Selling price $60 per unit
Variable cost $40 per unit
Fixed costs $25,000 per month
Forecast sales 1,800 units per month
Required
Prepare a breakeven chart using the above data.

Question 9
a) From the following information you are required to construct:
i) a break-even chart, showing the break-even point and the margin of safety;
ii) a chart displaying the contribution level and the profit level;
iii) a profit–volume chart.
Sales 6000 units Tshs
At 120/unit 720,000
Variable costs 6000 units
At 70 /unit 420,000
Fixed costs 200,000
b) State the purposes of each of the three charts in (a) above.

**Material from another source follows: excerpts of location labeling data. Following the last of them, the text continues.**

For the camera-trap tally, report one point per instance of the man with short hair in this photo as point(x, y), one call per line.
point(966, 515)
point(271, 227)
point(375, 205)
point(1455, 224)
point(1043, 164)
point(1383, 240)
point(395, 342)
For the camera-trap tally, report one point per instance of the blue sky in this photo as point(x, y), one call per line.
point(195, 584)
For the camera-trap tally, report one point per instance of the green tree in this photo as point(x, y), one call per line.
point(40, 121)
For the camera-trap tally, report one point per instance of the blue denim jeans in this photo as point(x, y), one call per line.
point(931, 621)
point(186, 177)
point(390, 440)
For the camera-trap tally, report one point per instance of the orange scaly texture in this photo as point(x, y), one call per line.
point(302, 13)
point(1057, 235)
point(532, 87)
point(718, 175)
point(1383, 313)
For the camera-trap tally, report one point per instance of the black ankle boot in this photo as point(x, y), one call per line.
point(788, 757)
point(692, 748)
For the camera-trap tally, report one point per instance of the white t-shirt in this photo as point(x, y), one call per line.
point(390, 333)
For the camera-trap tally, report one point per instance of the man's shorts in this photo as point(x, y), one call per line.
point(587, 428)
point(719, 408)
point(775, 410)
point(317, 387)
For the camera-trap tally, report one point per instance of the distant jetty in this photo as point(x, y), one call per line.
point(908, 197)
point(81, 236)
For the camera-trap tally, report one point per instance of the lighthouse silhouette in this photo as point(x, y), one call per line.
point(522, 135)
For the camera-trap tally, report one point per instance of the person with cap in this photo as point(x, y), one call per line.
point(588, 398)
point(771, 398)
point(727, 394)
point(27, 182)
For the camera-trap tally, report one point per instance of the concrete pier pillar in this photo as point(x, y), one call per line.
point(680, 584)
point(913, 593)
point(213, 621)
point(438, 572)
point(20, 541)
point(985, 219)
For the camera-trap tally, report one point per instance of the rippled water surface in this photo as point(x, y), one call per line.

c) Outline the limitations of break-even analysis
d) What are the advantages of graphical presentation of financial data to executives?

Question 10
A company produces and sells two products with the following costs:
Product Q Product R
Variable costs (Tsh/unit) 4.5 6
Fixed costs per period( Tshs) 12,120,000 12,120,000
Total sales revenue is currently generated by the two products in the following proportions:
Product Q 70%
Product R 30%
Required:
a) Calculate the break-even sales revenue per period, based on the sales mix assumed
above.
b) Prepare a profit–volume chart of the above situation for sales revenue up to Tsh
40,000,000.
c) Show on the same chart the effect of a change in the sales mix to product Q 50%,
product R 50%. Clearly indicate on the chart the break-even point for each situation.